Daily Low Dose (75-100mg) Aspirin: Life Saving Benefits with Manageable Risk

Life Extension originally began recommending low dose aspirin for the prevention of cardiovascular events in the early 1980s. This was based upon evidence for reduction in the risk of certain cardiovascular events such as heart attack and ischemic stroke.

Today, the role of daily low dose aspirin therapy in reducing the risk of cardiovascular events is well known (Bartolucci 2011).

However, there is another emerging benefit of this low cost drug – cancer prevention.

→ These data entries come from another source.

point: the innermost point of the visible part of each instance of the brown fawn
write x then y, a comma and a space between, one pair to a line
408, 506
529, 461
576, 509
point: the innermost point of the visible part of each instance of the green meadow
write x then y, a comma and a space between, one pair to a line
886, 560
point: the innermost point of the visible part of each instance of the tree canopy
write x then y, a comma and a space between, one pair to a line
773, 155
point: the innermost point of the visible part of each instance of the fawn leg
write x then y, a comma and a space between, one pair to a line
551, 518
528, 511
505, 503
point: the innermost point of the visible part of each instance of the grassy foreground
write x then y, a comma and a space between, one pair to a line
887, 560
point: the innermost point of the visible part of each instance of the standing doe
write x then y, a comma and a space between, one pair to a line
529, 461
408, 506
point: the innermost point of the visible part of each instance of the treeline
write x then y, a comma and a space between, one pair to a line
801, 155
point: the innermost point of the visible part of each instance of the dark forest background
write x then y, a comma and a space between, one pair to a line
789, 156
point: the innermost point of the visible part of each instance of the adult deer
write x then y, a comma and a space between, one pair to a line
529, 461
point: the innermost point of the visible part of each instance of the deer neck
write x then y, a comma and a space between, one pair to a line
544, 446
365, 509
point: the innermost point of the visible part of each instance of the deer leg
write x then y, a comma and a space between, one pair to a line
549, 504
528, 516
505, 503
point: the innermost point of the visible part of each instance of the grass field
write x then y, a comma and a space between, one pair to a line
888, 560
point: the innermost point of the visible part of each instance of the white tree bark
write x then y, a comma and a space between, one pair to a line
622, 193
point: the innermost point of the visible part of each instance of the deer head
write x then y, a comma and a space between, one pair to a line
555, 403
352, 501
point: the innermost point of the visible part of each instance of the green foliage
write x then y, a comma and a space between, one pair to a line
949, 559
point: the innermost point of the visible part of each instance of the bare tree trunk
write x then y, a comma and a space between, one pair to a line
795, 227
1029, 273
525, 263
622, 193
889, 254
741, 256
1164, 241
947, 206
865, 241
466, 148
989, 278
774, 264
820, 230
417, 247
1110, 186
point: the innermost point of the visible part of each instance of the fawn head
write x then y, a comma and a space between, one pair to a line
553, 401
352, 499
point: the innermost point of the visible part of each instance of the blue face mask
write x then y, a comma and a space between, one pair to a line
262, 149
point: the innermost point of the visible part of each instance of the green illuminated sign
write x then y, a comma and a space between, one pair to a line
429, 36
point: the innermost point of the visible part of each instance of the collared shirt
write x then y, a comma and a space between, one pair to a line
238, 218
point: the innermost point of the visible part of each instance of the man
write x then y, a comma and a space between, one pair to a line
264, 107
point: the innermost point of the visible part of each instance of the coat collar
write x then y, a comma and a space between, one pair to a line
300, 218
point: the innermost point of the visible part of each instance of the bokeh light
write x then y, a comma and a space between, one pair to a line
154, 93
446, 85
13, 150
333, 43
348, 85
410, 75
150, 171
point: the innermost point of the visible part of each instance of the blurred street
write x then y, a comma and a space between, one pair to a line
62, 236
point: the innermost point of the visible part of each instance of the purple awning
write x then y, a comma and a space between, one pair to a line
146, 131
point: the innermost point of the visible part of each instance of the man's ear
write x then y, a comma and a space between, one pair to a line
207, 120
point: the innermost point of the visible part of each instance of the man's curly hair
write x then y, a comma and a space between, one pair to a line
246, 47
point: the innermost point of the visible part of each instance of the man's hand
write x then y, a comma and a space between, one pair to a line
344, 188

In a landmark study published in early 2011 in The Lancet, Oxford University researchers found that daily low-dose aspirin therapy reduces overall risk of cancer death by 20% and colorectal cancer death risk by nearly 40%, proving especially effective in populations 55 and older (Rothwell 2010). Subsequently, additional evidence corroborated these findings (Mills 2012).

Aspirin, like other NSAIDs, inhibits COX-2, which is one way it combats cancer. However, aspirin has several other anti-cancer mechanisms. It inhibits signaling through the nuclear factor kappa B (Nf-kB) pathway, which is involved in inflammation and carcinogenesis (Dolcet 2005). Other anti-cancer mechanisms of aspirin include COX-1 inhibition, inhibition of platelet aggregation, and induction of apoptosis (Thun 2002; Stark 2007; Schrör 2011).

Many important decisions in medicine are based upon careful consideration of the potential risk vs. potential benefit of using or not using a drug or therapy. Aspirin is associated with peptic ulcer and, less commonly, hemorrhagic stroke. For these reasons, individuals should discuss the risks and benefits of low-dose aspirin with their healthcare practitioners prior to initiating an aspirin regimen (Lanas 2011; Garcia Rodríguez 2001; Derry 2000; De Berardis 2012). In addition, those using daily low-dose aspirin are encouraged to consider the suggestions in this protocol for protecting against gastrointestinal damage related to COX-1 inhibition.